I get asked this question a lot, and I’ve really enjoyed coding on all of them for each of their strengths. They are all amazing machines that I’ve been lucky to have had the chance to code on over the years.
Which game did you have the most fun working on and can you explain why?
I would probably say Apple Bob, because it was my game design so I had full creative control over it, so could take it in any direction I wanted to.
What projects/games are you currently working on?
Work wise, I’m currently working with Antstream, extracting the scores from all the games, so we can have high score tables in Antstream for them to challenge your friends etc… I will be back on challenges when I’ve finished the current games high scores.

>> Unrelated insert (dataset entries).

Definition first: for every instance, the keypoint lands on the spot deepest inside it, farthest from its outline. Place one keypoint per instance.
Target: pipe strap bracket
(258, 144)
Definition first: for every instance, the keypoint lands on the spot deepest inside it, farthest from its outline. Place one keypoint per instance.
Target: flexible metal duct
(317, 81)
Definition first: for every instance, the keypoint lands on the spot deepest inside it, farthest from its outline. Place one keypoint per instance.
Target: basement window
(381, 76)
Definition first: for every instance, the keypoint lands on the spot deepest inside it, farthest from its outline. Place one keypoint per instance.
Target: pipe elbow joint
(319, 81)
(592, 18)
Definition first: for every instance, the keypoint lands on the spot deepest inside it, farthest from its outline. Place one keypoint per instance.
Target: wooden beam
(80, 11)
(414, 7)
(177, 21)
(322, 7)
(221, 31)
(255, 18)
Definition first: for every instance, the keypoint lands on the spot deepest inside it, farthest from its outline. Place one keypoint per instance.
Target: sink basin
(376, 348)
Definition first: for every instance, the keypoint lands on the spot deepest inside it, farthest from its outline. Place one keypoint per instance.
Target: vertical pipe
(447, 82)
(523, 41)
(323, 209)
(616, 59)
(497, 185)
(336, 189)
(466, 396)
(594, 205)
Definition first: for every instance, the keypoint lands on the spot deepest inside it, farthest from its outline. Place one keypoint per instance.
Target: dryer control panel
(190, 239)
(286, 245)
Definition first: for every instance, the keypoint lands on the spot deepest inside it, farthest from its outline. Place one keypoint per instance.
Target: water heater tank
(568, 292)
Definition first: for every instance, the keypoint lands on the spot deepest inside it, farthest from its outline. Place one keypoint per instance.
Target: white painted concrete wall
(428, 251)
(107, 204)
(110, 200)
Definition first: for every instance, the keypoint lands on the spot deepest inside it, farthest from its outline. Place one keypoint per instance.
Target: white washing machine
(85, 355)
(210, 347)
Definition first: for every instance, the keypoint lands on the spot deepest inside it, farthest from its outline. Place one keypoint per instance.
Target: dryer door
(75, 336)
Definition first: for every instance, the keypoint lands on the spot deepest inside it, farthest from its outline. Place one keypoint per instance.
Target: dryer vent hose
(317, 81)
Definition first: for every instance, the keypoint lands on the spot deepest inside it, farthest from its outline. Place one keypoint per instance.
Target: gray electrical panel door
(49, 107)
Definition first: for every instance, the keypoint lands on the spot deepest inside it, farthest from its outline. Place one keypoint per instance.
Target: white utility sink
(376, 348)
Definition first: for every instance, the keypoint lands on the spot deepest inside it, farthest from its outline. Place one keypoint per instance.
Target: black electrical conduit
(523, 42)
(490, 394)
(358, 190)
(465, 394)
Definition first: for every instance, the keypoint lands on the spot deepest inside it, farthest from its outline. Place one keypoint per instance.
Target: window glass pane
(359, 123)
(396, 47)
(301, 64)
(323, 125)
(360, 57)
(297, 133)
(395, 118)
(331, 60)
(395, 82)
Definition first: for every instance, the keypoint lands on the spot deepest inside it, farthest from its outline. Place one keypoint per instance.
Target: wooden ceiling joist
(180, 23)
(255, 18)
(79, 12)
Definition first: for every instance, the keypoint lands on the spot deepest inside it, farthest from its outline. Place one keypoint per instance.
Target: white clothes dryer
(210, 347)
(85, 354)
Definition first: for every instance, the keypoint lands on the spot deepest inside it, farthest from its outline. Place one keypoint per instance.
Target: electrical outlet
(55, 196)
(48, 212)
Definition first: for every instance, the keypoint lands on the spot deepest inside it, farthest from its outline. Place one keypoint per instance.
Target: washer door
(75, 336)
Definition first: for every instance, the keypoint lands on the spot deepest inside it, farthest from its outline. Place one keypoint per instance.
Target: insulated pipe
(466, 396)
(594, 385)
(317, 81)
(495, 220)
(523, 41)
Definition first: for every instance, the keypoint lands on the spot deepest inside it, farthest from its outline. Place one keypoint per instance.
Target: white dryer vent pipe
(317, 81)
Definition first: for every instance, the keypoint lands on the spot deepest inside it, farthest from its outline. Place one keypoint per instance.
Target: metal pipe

If you could give one piece of advice to anyone who wanted to program video games, what would you say?
I would say, don’t give up, and don’t start with something big. Start simple, like Pong or Space Invaders, and then add things and do bigger games as your skills improve.
Did you ever start work on any video games that were never completed, and if so, what titles do you think would have been a success?
Yes. There was an Amstrad console game that I started getting to grips with just as it died. And there was Striker for the Master System, which was dying before I got the dev kit, so it ended up getting shelved. I think the Master System version could have been a success because football sells really well and it was shaping up greatly.
There was the 32X version of Striker too, which also could have been a great game, it was looking really good. And there was also WarDevil for the PS3 which got cancelled.
What is your favourite retro gaming title of all time and why?
I’d have to say Scramble. I love its simplicity and have history with it. A local store had a sit down cocktail cabinet of Scramble and had a competition on for the first person to complete all 6 levels (they’d win £10) and I won it.
If you could share a few drinks with a video game character who would you choose and why?
I would have to choose Gordon Freeman, I bet he’d have a few good stories to tell.